Ouça aqui o episódio do podcast “A História do Dia” sobre as mudanças no Bloco de Esquerda.
https://observador.pt/programas/a-hist-ria-do-dia/saida-de-catarina-martins-muda-alguma-coisa-no-be/
O dia da despedida e o argumento político para chamar Mortágua
A novidade foi confirmada — ainda que não de forma oficial — meras horas depois de Catarina Martins se ter despedido dos aderentes, primeiro, por e-mail; e do país, depois, numa conferência de imprensa que durou poucos minutos. Ainda os dirigentes começavam o desfile de reações espalhadas pelo Twitter e pelos jornais e começava a ganhar corpo a tese — já comentada nos últimos tempos — de que Mariana Mortágua seria a líder que se segue.

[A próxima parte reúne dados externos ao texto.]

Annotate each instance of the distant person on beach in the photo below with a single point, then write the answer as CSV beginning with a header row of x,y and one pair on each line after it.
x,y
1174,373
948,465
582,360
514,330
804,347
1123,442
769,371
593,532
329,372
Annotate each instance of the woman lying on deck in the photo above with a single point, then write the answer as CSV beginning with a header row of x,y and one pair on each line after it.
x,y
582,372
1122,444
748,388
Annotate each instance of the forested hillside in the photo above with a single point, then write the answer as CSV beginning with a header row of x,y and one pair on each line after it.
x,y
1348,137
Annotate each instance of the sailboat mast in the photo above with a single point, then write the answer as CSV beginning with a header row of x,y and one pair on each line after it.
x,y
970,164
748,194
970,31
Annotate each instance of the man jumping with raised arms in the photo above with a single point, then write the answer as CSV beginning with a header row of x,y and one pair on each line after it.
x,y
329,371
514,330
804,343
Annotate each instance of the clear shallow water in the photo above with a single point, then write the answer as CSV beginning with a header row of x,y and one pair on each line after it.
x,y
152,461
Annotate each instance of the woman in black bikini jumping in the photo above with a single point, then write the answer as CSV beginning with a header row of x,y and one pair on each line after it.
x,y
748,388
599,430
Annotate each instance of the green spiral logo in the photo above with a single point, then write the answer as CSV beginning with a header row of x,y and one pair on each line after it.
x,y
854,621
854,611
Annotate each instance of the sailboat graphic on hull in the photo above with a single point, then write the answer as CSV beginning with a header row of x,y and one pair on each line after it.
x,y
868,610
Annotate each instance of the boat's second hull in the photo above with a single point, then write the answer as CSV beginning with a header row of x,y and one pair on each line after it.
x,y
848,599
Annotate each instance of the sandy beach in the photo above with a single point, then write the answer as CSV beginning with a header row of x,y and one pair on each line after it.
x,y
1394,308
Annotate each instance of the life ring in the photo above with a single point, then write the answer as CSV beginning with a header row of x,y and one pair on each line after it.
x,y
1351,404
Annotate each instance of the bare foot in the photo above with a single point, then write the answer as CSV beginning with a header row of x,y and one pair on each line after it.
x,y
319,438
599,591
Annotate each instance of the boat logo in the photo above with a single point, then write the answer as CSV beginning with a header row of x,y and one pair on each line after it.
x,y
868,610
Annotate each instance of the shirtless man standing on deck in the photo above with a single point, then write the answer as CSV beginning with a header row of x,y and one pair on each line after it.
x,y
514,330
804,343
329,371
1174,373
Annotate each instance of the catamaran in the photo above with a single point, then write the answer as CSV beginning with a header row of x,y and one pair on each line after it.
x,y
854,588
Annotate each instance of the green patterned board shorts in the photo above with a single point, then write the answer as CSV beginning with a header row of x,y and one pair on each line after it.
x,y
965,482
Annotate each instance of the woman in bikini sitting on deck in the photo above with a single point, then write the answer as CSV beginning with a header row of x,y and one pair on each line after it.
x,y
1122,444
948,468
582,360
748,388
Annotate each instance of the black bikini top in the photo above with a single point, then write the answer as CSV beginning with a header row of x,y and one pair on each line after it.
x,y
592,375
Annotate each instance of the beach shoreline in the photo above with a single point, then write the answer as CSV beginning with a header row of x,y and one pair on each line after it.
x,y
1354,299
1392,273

Os dirigentes ainda tentaram controlar a informação, recordando que este era o dia de despedida de Catarina Martins e que haveria tempo para falar de futuro — e tentando evitar críticas semelhantes às que se ouviram na transição de liderança da Iniciativa Liberal, em que os críticos internos do partido apontaram a saída de João Cotrim Figueiredo e, minutos depois, o anúncio de que Rui Rocha avançaria para a corrida como prova de que estaria a acontecer uma espécie de sucessão dinástica e combinada.
Mas esses esforços não duraram muito: com a informação de que Mariana Mortágua estará pronta para avançar, a despedida de Catarina Martins — que só sai, efetivamente, da liderança em maio, na convenção do partido — foi encurtada. Dos minutos em que falou aos jornalistas ficaram algumas conclusões: o orgulho na construção da geringonça, primeiro, e a ideia de que sai pelo próprio pé por reconhecer que o desgaste da maioria absoluta veio abrir um novo ciclo político, por outro.

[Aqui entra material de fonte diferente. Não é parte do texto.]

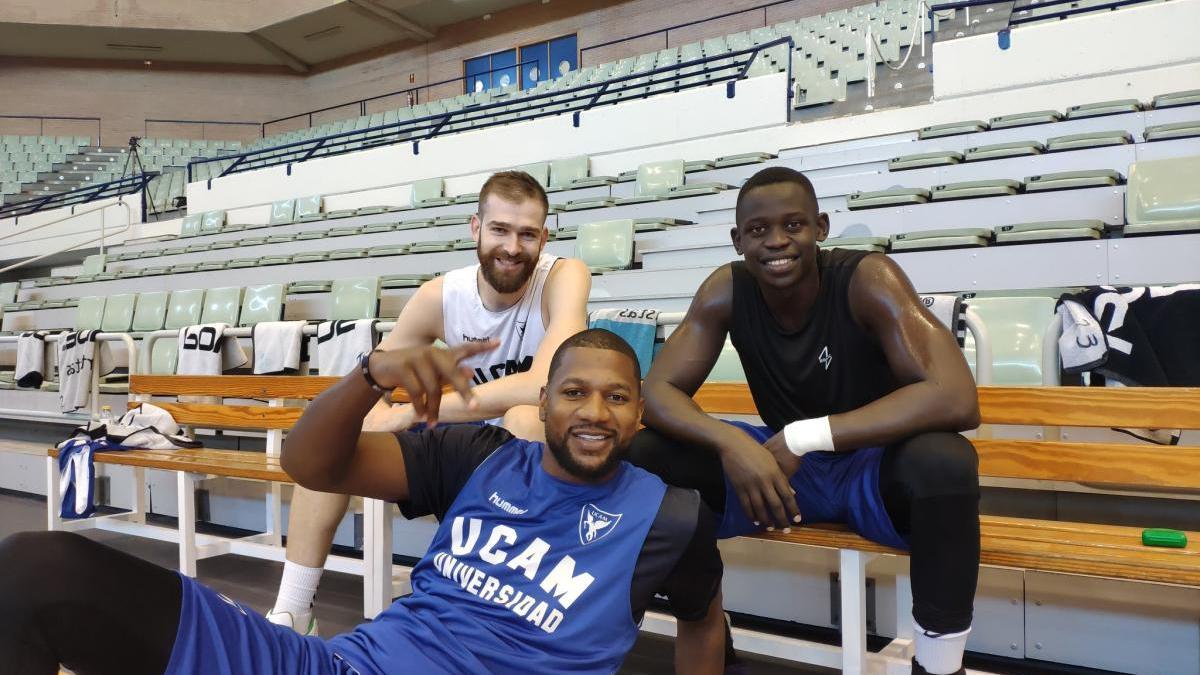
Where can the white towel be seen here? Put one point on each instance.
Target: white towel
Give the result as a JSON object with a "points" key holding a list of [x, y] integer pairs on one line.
{"points": [[31, 359], [1081, 344], [341, 342], [203, 350], [280, 346], [77, 359]]}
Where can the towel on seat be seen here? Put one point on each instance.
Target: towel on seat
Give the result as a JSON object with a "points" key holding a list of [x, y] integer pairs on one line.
{"points": [[341, 342], [77, 360], [204, 350], [30, 359], [280, 346], [636, 327]]}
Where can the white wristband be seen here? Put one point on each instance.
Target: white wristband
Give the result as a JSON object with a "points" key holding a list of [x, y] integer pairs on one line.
{"points": [[808, 435]]}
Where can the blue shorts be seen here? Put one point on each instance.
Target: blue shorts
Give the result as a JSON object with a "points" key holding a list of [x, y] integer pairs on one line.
{"points": [[220, 637], [829, 488]]}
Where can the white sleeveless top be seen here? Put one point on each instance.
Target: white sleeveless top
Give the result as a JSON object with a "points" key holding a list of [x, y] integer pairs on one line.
{"points": [[519, 328]]}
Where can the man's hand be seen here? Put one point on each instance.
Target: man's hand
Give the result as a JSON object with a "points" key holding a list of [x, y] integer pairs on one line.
{"points": [[762, 488], [423, 371]]}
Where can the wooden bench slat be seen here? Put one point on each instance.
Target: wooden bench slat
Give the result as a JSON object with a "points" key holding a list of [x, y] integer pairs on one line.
{"points": [[1150, 407], [1115, 464]]}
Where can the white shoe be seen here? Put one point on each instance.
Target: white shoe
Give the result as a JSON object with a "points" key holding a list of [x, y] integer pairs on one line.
{"points": [[289, 620]]}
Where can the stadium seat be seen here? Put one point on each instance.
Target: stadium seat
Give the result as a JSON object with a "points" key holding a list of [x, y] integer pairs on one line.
{"points": [[354, 298], [1163, 196], [282, 211], [262, 304], [149, 311], [222, 305], [606, 245], [1015, 327], [118, 314], [90, 312], [1049, 231]]}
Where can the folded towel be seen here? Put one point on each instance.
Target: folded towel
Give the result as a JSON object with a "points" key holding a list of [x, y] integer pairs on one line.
{"points": [[341, 342], [636, 327], [204, 350], [280, 346]]}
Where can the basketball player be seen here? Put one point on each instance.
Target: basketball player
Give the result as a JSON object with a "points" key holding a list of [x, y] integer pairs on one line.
{"points": [[862, 393], [545, 559], [527, 299]]}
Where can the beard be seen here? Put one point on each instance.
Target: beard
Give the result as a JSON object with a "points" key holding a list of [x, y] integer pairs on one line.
{"points": [[505, 282], [557, 444]]}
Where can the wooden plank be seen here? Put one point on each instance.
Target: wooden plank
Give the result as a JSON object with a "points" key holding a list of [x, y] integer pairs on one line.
{"points": [[1113, 464], [1150, 407]]}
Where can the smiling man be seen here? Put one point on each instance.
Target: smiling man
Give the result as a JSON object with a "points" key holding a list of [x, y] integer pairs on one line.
{"points": [[516, 293], [545, 559], [861, 392]]}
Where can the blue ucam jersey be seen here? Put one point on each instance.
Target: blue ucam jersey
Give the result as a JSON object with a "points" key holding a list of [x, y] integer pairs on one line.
{"points": [[526, 573]]}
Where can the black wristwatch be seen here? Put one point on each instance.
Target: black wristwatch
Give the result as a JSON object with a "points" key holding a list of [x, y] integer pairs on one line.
{"points": [[364, 365]]}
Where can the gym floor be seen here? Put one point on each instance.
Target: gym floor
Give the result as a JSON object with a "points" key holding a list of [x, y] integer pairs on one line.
{"points": [[339, 603]]}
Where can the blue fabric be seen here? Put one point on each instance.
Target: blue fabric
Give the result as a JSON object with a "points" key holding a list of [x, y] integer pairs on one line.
{"points": [[829, 488], [519, 578]]}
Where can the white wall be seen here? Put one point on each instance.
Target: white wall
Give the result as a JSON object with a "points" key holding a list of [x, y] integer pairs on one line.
{"points": [[1080, 47]]}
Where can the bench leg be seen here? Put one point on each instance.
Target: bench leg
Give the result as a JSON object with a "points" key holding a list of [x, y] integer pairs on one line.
{"points": [[853, 610], [376, 556], [186, 484]]}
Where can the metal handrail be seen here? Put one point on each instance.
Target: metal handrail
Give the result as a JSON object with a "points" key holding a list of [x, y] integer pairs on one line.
{"points": [[576, 99], [119, 187]]}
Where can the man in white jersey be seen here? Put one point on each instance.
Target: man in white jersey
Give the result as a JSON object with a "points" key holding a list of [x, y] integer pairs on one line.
{"points": [[528, 300]]}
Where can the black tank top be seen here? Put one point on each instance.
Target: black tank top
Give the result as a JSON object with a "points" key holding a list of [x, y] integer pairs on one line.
{"points": [[826, 368]]}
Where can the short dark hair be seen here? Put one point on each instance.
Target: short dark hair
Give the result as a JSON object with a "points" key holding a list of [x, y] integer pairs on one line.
{"points": [[594, 339], [773, 175], [514, 186]]}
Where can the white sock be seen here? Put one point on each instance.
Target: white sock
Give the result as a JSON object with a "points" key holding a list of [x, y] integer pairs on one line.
{"points": [[940, 653], [298, 590]]}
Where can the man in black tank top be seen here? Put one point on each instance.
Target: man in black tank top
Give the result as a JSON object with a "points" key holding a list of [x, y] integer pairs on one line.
{"points": [[862, 390]]}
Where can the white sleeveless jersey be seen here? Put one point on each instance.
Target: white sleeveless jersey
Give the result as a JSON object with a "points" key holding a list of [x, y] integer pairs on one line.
{"points": [[519, 328]]}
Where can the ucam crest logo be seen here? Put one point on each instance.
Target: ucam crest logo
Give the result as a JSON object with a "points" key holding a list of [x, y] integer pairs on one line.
{"points": [[595, 524]]}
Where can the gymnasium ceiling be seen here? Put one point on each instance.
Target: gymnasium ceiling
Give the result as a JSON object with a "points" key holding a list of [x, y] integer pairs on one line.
{"points": [[297, 34]]}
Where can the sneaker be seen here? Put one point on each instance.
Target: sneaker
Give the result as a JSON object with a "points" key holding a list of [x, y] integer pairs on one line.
{"points": [[287, 619]]}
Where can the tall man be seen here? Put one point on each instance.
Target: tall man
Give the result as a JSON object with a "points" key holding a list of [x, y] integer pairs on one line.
{"points": [[545, 559], [527, 299], [862, 393]]}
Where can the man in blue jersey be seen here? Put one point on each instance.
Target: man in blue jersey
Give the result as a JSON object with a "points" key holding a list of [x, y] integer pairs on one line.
{"points": [[545, 560]]}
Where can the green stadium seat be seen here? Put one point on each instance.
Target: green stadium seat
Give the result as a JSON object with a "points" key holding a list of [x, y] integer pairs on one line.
{"points": [[262, 304], [971, 189], [282, 211], [893, 197], [118, 312], [1163, 196], [1093, 139], [1049, 231], [1174, 99], [1003, 150], [941, 239], [1169, 131], [89, 314], [952, 129], [1103, 108], [354, 298], [1025, 119], [922, 160], [606, 245], [150, 311], [1072, 179], [222, 305]]}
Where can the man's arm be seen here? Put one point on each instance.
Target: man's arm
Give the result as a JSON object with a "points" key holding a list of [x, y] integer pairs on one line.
{"points": [[567, 303], [328, 449], [678, 371]]}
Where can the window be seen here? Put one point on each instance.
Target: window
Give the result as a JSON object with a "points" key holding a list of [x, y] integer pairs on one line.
{"points": [[538, 63]]}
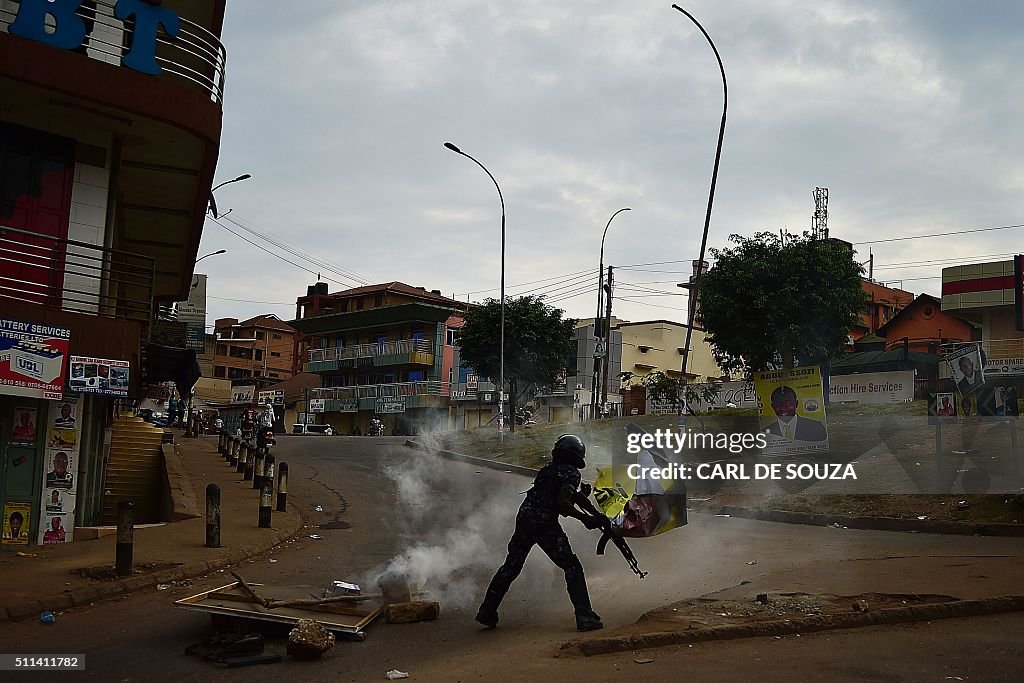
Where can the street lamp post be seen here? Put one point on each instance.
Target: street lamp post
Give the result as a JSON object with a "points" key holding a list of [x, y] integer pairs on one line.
{"points": [[219, 251], [501, 378], [594, 386], [704, 239], [213, 202]]}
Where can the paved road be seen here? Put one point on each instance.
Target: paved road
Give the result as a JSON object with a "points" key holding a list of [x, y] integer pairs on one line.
{"points": [[451, 521]]}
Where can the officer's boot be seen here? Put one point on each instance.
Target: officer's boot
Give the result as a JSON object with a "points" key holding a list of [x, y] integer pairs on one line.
{"points": [[576, 582]]}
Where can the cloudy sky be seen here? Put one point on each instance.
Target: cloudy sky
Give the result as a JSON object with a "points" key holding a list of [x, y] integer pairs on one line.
{"points": [[908, 112]]}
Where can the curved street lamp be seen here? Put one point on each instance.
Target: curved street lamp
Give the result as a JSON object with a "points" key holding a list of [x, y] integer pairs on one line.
{"points": [[213, 202], [219, 251], [501, 379], [600, 301], [704, 239]]}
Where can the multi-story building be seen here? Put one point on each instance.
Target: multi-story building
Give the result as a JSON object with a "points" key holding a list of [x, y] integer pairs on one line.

No núcleo duro da direção, aponta-se para o argumento político como o principal catalisador da saída, assim como da necessidade de trazer um rosto novo (q.b.) para liderar o Bloco nesta nova fase. A tese é simples: o tempo é de instabilidade política, não há garantias de que este Governo (apesar de ter maioria absoluta) consiga levar o mandato até ao fim e o mais avisado é começar já a preparar a “renovação” do Bloco de Esquerda, deixando Mortágua aos comandos do partido.
Na direção, deixa-se bem clara uma ideia: Catarina Martins estava consciente de que teria todo o apoio interno para continuar e até tinha recebido algumas sondagens mais animadoras para o Bloco nos últimos tempos. Ou seja, a ideia, frisada por várias fontes, é que não foi “empurrada” nem ninguém lhe “pediu” que saísse — e que ela própria entendeu que haveria “vantagem política” em passar a pasta.
No caso, passar a pasta a uma figura que o Bloco lembra ser a dirigente que goza de maior notoriedade no país além da própria Catarina Martins, com intervenção política e pública reconhecida pelo menos desde os tempos em que questionava Zeinal Bava no Parlamento e lhe apontava, numa famigerada intervenção durante a comissão de inquérito sobre o BES, algum “amadorismo”.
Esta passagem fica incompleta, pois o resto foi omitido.